OK, if you're still with me, you're probably wondering "how does one study coding?"
Chess players study tactics by means of puzzles. A typical tactical puzzle has a picture of a chessboard with a few pieces, and a single sentence problem description: "white to play and win," or something similar. Tactical puzzles are not generally taken directly from actual games. Instead, they are simplified or idealized from real games -- pieces which aren't relevant to the problem are removed, for example, and the real game elements of time pressure and personality and so on are completely removed.
Can this study method be translated into programming? Yes. I believe the equivalent is reviewing code on paper. Not necessarily literally on paper, but in isolation from the compiler, the schedule, the politics and everything else that comes with a professional software project. Just the code. Unlike chess, the problem description is always the same: "how can this code be improved." Ignore the big picture, the product, and high-level software objectives such as performance, portability or reusability. Just think literally: how can the *CODE* be improved, from the perspective of a human reader.
And just like the chess player solving a tactical puzzle, arm yourself! In chess, there are names for all of the common tactical patterns. Fork, pin, skewer. Discovered check, driving off, piling on. The list goes on a bit, but it's finite. In the same way, there is a jargon for describing code quality in much more concrete terms than the all-too-common (and uselessly vague) "bad smell". There are the basics: use meaningful names, keep it simple stupid (KISS), don't repeat yourself (DRY), be consistent, and so on.

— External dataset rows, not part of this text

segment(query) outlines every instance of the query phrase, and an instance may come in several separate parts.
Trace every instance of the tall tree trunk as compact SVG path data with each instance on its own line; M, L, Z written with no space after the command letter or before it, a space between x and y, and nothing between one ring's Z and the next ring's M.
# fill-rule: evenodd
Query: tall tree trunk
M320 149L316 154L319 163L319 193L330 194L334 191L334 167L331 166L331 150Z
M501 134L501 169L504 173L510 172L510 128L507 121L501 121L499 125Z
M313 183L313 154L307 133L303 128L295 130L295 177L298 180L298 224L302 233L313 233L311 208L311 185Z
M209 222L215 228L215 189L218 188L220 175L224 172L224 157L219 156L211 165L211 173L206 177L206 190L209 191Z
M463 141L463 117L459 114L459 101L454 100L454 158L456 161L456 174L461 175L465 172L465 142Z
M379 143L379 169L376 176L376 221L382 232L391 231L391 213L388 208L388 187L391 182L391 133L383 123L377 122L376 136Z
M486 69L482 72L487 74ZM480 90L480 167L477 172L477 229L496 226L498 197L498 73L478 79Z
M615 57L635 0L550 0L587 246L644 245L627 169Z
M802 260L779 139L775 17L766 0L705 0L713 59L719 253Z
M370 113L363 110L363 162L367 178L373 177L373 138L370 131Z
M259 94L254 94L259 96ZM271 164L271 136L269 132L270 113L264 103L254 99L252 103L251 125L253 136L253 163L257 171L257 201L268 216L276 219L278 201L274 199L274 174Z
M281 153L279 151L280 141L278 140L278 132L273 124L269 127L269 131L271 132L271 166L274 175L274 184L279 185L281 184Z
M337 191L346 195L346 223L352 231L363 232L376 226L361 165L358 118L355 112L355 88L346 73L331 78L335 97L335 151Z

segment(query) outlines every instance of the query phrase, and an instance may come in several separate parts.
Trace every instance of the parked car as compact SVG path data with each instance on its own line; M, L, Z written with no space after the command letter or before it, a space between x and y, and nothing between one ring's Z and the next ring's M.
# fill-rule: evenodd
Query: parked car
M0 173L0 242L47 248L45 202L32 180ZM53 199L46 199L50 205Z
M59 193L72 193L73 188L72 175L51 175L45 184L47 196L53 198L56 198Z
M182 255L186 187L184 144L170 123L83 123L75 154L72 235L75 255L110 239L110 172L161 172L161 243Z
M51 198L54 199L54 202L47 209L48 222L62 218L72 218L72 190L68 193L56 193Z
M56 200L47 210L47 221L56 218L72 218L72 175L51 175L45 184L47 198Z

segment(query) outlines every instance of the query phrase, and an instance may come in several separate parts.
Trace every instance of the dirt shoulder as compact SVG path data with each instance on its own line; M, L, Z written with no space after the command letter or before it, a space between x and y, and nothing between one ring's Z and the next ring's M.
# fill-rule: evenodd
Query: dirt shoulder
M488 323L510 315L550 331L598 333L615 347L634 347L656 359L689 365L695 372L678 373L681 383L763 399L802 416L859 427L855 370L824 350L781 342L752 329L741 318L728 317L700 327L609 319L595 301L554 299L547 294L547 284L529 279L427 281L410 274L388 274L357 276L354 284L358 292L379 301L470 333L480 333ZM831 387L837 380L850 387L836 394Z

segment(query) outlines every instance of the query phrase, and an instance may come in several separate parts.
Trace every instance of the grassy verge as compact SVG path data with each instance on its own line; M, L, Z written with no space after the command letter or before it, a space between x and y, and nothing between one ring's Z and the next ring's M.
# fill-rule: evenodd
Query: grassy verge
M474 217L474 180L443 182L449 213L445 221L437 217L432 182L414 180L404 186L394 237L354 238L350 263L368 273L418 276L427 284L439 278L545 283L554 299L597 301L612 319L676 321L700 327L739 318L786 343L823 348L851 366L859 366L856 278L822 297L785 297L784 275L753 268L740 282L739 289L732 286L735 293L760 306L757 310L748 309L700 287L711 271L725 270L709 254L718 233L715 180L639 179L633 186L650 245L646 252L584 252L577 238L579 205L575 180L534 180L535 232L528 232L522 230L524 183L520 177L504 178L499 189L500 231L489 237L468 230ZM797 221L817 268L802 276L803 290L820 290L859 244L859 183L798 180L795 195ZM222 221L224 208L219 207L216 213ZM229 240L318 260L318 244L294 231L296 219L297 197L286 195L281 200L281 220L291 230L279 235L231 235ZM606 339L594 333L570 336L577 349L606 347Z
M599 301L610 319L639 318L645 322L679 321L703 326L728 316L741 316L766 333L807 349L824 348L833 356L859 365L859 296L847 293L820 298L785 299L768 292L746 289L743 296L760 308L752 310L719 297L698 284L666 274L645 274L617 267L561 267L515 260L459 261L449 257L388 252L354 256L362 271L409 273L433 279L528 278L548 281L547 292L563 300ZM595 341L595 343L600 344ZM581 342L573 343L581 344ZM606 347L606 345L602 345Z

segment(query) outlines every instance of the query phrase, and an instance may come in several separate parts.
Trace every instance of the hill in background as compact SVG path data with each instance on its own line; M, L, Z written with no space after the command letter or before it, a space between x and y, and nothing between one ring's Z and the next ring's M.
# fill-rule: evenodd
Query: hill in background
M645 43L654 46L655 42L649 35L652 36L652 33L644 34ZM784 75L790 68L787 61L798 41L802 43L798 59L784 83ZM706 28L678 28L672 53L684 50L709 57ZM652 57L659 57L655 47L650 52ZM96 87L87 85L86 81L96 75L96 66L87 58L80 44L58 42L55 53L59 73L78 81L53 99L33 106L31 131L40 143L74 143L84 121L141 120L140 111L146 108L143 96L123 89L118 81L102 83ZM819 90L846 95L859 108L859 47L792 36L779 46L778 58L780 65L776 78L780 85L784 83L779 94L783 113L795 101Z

Then there are more complex quality issues like cohesion, coupling, information hiding, referential integrity and separation of concerns. Challenge yourself to use the correct terminology, both in describing problems and in suggesting improvements.
Note that I'm talking about something you do with the spare time that you've set aside for professional development, not at work. And I certainly don't mean to imply that we should all be applying this kind of scrutiny to every piece of code we produce professionally. At my chess club, we start each game with 25 minutes on the clock. I'd never get past move 10 before losing on time if I applied the kind of focus to each move that I apply when solving a tactical problem, in the same way that software would never be completed if programmers always tried to make it "perfect". The objective of the study, in both cases, is learning to recognize patterns, not learning to apply a specific method.
So daily, weekly, or monthly, pick a manageable chunk of code -- good or bad, yours or someone else's -- print it out (again, not necessarily literally), take it home, and study it in detail, with the objective of improving it. Studying code in this way will not make you way better, immediately, at your current job. Instead, it will make you a little bit better, slowly, at every programming task you undertake.